13Ce caractère central de la musique (dont par ailleurs nous admettons qu’il ne soit pas propre au milieu tsigane) doit également être envisagé dans le cadre de notions plus élargies sur les idéologies développées autour de l’activité musicale. En un certain sens, la musique est pour les Tsiganes un instrument d’ethnicité explicite, qui traduit une histoire de valorisation culturelle (et commerciale) de l’individu en tant que musicien « unique », propriétaire d’un duende, d’une capacité innée (technique d’exécution, rythmique, de composition) pour la pratique artistique (Pasqualino 2002 ; Williams 2000). Transposée au sein de l’Iglesia filadelfia, cette idéologie est en quelque sorte reconfigurée par l’idée que le duende est accordé par Dieu au musicien comme un « don », et qu’ainsi les Tsiganes, dans la mesure où ils le possèdent, jouissent d’un talent unique pour « répandre la Parole de Dieu ».
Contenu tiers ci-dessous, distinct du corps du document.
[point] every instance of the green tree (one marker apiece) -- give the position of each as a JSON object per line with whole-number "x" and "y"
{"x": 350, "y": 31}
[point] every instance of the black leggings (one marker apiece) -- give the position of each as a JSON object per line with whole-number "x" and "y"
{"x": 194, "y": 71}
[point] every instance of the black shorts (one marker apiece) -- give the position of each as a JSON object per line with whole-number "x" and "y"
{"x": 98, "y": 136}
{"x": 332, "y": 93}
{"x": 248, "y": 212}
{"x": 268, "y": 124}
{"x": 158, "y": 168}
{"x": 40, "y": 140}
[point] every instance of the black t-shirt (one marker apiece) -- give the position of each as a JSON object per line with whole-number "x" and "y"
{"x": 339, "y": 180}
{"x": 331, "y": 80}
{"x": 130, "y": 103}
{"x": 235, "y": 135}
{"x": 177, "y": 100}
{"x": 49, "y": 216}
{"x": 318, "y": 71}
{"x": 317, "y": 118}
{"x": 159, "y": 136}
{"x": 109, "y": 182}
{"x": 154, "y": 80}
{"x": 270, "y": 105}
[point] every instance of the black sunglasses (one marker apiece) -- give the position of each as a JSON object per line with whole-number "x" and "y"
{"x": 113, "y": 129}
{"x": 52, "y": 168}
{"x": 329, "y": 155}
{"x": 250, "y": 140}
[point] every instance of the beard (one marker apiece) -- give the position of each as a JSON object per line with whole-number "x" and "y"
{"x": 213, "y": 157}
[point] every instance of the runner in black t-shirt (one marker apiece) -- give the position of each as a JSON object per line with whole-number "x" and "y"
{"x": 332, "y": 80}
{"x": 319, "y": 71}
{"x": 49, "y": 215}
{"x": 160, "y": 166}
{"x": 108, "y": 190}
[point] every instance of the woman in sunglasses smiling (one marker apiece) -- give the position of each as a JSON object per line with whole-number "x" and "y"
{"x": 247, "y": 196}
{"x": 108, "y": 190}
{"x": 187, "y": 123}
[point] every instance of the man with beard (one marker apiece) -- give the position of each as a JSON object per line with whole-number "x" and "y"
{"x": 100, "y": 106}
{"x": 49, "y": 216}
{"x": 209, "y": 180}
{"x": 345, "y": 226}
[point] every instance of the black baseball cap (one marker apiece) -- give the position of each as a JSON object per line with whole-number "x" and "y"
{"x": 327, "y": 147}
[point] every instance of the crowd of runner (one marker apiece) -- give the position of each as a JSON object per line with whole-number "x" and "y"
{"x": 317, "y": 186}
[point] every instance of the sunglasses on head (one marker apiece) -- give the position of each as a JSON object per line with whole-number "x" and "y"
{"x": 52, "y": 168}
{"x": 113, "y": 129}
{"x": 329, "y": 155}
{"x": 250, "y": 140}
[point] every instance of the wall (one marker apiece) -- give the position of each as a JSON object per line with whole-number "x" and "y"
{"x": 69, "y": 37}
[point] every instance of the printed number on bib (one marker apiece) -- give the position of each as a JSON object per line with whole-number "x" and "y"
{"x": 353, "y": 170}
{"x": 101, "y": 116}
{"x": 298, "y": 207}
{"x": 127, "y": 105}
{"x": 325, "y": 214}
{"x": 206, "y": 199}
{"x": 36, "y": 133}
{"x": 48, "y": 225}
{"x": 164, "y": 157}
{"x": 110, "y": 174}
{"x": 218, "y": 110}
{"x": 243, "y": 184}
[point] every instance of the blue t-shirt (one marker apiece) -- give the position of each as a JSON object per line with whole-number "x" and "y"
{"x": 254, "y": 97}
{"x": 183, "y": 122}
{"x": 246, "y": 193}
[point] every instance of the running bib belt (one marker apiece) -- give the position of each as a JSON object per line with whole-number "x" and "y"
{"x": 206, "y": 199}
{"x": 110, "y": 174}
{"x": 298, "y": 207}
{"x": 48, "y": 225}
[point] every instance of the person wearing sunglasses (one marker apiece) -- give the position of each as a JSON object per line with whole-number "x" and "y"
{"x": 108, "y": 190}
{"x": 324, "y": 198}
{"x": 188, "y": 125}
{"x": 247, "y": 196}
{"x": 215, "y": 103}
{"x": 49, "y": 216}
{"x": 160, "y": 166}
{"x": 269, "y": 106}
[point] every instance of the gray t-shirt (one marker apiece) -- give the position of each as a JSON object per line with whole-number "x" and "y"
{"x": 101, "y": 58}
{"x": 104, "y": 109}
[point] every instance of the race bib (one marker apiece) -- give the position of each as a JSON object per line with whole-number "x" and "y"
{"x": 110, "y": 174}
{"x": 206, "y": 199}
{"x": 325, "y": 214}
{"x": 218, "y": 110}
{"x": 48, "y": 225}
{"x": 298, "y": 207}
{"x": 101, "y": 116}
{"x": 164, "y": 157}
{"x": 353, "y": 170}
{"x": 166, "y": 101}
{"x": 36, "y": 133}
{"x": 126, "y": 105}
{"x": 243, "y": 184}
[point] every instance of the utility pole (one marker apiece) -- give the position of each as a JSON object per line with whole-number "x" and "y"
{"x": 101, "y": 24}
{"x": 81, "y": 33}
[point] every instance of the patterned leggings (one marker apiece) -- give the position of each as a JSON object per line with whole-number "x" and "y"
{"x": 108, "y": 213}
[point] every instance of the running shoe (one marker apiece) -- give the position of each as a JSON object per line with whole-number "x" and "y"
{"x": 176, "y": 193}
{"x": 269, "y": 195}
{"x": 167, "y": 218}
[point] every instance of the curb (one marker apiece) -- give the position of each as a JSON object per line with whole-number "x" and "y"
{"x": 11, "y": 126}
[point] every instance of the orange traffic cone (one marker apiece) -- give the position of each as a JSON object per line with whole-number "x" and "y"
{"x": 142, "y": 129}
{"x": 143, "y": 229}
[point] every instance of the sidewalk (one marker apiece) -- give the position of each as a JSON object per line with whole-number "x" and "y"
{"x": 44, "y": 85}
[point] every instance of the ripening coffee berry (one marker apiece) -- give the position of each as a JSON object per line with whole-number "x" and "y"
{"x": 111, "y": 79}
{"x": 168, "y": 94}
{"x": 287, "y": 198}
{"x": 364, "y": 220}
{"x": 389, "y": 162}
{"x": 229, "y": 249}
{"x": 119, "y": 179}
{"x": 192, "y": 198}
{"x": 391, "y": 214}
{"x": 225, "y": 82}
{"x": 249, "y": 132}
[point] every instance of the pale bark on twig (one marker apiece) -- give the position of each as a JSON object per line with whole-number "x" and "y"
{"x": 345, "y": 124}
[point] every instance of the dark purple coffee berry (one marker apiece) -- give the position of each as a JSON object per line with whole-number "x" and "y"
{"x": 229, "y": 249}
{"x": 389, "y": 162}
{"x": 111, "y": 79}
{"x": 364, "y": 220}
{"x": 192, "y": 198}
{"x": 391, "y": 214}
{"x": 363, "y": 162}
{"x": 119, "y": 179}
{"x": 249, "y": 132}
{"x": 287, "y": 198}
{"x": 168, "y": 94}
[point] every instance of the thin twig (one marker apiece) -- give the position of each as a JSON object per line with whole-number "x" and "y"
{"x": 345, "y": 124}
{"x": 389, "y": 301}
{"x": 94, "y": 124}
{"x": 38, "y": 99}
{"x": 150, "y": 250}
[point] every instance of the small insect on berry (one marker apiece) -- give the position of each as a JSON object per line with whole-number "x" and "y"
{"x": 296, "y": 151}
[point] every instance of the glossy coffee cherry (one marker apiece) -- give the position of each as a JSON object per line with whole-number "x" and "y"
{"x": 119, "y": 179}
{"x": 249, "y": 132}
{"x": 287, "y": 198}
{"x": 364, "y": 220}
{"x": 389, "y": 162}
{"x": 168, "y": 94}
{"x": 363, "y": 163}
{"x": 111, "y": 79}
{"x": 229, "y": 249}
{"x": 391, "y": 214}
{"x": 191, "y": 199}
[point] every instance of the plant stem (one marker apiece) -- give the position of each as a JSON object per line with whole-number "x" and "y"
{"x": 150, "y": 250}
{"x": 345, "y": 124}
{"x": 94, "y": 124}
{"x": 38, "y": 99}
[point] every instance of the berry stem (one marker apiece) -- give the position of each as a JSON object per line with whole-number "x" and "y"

14Cette reconfiguration est un bon exemple de la façon dont la doctrine universaliste pentecôtiste d’un mouvement comme l’Iglesia filadelfia développe des réponses ou des langages locaux : elle a incorporé un instrument de valorisation identitaire, la « musique tsigane », dans la logique déterministe qui prétend définir ses croyants comme des « chrétiens cibles ». En outre, elle l’a fait en assumant la corporalité ethnique dont elle est issue : au lieu d’importer des logiques discursives et des structures de pratique prédéfinies, elle a utilisé les concepts tenus à sa disposition.

15Pour en revenir au contexte évangélique chrétien, la musique est aussi, comme nous le signalions, un instrument explicite d’adoration et d’évangélisation. D’adoration non seulement parce qu’elle stimule le ressenti corporel, mais aussi parce qu’elle encourage, dans le cadre de la perception charismatique de la foi, un contact direct, sans intermédiaire, entre le croyant et Dieu :

Ne me laisse pas seul
Car sans Toi je me meurs
Tu es quelque chose de très fort
Que vraiment je ne mérite pas
Dis-moi que Tu me veux
Dis-moi que Tu m’aimes
Et n’éloigne pas de moi Ton regard
Je demeure dans cette sainte onction
Et je vais jusqu’au mont de la consécration
Tu me mènes par la main
Tu me protèges bien
C’est pourquoi je mets pour toujours
Ma confiance en Toi
(Chœur, église du Sinaï, Madrid, 2004.)

16Ces paroles illustrent le mode d’expérience divine que les musiciens et les fidèles de l’Iglesia filadelfia encouragent. Les musiciens chrétiens décrivent souvent, en effet, leur activité comme le fruit de l’inspiration divine. Cette conception de la musique en tant que médiatrice relève de l’idée que, puisqu’il s’agit d’une forme de louange, la musique est un « exercice de foi », une action de promotion de l’expérience religieuse. Elle suggère encore d’autres perceptions, comme la responsabilité morale et sociale du musicien-interprète en tant que divulgateur de la « Parole » et promoteur public d’une idée déterminée de « spiritualité chrétienne », et également agent transmetteur, qui fixe ou modifie les morceaux de musique et leurs paroles. Le musicien, qu’il se trouve dans le contexte du groupe choral ou dans celui du projet discographique, participe en permanence aux dynamiques de constitution et d’évolution des répertoires musicaux ecclésiastiques.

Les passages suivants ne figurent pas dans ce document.